After sending my email, I realized that "the grumpy user" would use the lack of buildbot as an argument to keep the platform: the platform is working since there is no red buildbot!
Yeah, sadly, I have no idea of the current status of the Android support. Maybe it's mostly ok. Maybe it's badly broken.
I'm thinking at these platforms for Tier 3:
- AIX 6.4 and newer (has a buildbot)
- Android API 24
- FreeBSD
- OpenBSD
- NetBSD
- s390x arch
- Solaris (has a buildbot)
Here's my counter-proposal.
Tier 3:
- 1 core dev
Yeah sadly, it's hard to find 2 volunteers for these less common platforms.
- Buildbot
- SC/consensus approval to be added/removed
IMO a platform must have a running buildbot and the buildbot must not fail for at least 2 weeks to be considered as good enough to enter Tier 3. It should be a pre-condition to consider adding a platform to a Tier. That's different from the current PEP 11 which says that "having a buildbot" is enough, it doesn't specify if it should work or not.
- Can have a directory in
Tools/
to maintain things such as build configs (see https://github.com/python/cpython/tree/main/Tools/wasm as an example)
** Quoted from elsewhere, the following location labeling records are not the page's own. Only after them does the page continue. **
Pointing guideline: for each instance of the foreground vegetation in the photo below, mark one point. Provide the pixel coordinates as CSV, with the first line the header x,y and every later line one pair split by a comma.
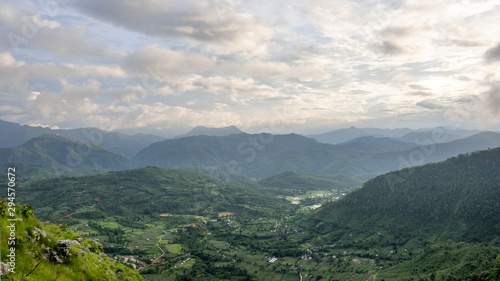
x,y
435,222
40,255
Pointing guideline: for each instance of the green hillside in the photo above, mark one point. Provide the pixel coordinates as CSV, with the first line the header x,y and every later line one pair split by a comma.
x,y
149,191
457,199
15,135
51,155
45,252
303,181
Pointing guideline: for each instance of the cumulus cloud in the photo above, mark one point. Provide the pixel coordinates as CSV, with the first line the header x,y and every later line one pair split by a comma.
x,y
492,54
428,104
492,102
33,32
220,29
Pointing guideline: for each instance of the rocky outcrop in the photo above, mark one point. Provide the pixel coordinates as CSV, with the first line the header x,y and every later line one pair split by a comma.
x,y
65,246
55,258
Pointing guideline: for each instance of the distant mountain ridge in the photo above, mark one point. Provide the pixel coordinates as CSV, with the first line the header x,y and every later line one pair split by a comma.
x,y
14,134
456,199
264,155
206,131
405,135
52,155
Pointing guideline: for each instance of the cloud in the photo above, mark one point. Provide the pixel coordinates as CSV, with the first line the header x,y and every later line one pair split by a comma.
x,y
163,64
37,33
492,101
429,105
492,54
219,28
419,93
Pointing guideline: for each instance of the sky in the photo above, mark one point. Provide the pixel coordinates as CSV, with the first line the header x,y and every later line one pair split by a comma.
x,y
165,66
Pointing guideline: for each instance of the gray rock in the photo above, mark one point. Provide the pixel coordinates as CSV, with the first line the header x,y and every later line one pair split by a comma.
x,y
55,258
65,246
4,268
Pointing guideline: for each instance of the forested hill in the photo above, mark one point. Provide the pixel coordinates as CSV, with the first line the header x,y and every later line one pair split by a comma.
x,y
457,199
51,154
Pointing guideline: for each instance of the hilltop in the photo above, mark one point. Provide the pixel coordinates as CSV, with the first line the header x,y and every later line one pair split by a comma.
x,y
46,252
54,155
456,199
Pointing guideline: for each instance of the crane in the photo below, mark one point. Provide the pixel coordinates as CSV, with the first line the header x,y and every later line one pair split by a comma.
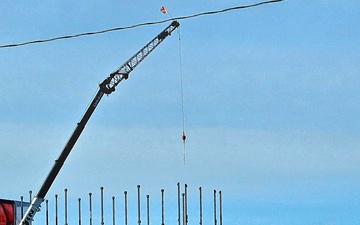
x,y
105,87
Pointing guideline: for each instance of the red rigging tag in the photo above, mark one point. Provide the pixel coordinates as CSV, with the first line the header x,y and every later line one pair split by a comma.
x,y
163,10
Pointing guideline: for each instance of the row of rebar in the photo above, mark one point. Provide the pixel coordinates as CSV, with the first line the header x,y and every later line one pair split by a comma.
x,y
181,201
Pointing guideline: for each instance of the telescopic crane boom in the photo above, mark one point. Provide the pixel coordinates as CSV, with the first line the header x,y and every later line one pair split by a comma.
x,y
105,87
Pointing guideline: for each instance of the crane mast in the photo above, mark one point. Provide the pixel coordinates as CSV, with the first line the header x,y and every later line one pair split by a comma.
x,y
105,87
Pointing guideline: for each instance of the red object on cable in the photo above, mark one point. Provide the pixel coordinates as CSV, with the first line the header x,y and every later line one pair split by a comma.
x,y
6,213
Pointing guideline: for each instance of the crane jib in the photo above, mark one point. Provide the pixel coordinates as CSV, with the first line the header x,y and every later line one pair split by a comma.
x,y
105,87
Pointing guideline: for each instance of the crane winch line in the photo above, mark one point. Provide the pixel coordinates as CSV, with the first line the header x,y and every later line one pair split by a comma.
x,y
105,87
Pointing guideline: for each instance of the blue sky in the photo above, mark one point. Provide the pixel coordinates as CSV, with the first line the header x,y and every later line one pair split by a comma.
x,y
271,106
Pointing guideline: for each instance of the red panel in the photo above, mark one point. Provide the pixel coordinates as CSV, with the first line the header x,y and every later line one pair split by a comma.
x,y
6,213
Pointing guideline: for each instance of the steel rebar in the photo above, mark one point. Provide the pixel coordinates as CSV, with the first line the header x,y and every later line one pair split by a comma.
x,y
65,191
113,205
102,204
139,219
200,208
79,208
125,197
90,208
56,210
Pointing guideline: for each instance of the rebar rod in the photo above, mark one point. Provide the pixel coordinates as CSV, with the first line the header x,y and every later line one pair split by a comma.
x,y
90,208
139,219
79,210
102,204
65,190
125,197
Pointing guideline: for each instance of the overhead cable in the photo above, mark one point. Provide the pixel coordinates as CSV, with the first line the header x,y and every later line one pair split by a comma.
x,y
139,25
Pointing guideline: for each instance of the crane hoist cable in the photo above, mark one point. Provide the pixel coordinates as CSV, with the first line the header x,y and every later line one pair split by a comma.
x,y
183,137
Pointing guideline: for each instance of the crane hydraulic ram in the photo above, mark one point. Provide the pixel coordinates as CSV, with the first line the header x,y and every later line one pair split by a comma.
x,y
105,87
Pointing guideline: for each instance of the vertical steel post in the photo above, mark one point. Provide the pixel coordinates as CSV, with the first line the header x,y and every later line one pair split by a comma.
x,y
125,194
102,204
183,200
162,207
90,208
178,184
215,222
65,190
148,209
56,210
200,190
113,198
220,199
22,206
139,220
79,210
47,212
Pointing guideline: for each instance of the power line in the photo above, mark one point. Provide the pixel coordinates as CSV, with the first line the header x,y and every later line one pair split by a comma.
x,y
139,25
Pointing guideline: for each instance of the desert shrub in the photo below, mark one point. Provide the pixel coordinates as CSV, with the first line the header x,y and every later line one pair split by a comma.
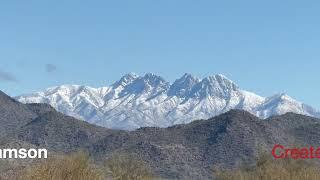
x,y
267,168
124,167
72,167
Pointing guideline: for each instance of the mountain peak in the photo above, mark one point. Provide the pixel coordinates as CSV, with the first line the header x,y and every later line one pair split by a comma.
x,y
217,85
126,79
183,86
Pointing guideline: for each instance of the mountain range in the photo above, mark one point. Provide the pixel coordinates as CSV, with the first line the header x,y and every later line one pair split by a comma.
x,y
150,101
185,151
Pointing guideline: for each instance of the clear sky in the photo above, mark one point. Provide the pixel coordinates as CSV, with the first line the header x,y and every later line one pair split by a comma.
x,y
264,46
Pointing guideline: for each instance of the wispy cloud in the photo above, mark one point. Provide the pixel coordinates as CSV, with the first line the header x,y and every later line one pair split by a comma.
x,y
50,68
7,77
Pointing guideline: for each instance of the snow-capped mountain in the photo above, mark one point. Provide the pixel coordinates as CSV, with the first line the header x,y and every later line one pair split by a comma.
x,y
138,101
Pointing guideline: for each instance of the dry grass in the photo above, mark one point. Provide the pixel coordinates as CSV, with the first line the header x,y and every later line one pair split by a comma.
x,y
78,166
73,167
124,167
268,168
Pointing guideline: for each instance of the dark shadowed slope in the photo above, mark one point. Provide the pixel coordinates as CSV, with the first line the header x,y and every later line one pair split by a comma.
x,y
188,151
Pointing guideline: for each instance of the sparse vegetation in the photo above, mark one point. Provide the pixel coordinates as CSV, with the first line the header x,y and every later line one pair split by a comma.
x,y
72,167
267,168
77,166
124,167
PPC64 AIX, x86-64 FreeBSD, s390x Linux and SPARCv9 Solaris have a buildbot.
I'm ok to maintain ("best effort"!) FreeBSD and s390x Linux.
I'm not interested to maintain AIX and Solaris. If no core dev is volunteer to maintain them, according to your proposal, they don't belong to Tier 3.
Maybe we should write down that a broken Tier 3 platform doesn't qualify to revert a Python commit.
All tiers:
- If a platform is not supported and stable by beta, there will be an announcement (probably in What's New) about how the platform is slated to not be officially supported in this release and we plan to drop support completely for the platform in the final release unless the situation is resolved by RC. That would give the community 3 months between b1 and rc1 to work with the core dev who has volunteered to make that platform work again (...)
IMO it's a good rule and it's good to have it written down to avoid complains later.
We can also give all tier 3 platforms a "pass" for 3.11 where we won't trigger any of this until 3.12b1 so there's enough time to line up a Buildbot and core dev.
Honestly, AIX and Solaris are in a bad shape. Tests are failing for a several weeks as you noticed. If the PEP 11 is deeply updated, it's a good opportunity to start from a smaller but better platform subset.
Adding AIX and Solaris to Tier 3 can be considered later, once all issues are fixed and a *core dev* will be actively fixing regressions specific to these platforms.
Next question: should we drop buildbots when the SC decides to no longer support the platform? For a new platform which is not in Tier 3 yet, how can it enter Tier 3 if it doesn't have a buildbot?
In the past, what I did is to disable email notficiations for AIX because no core dev was fixing issues. The buildbot was still running, bugs were known for months, but nobody fixed them.
Victor
Night gathers, and now my watch begins. It shall not end until my death.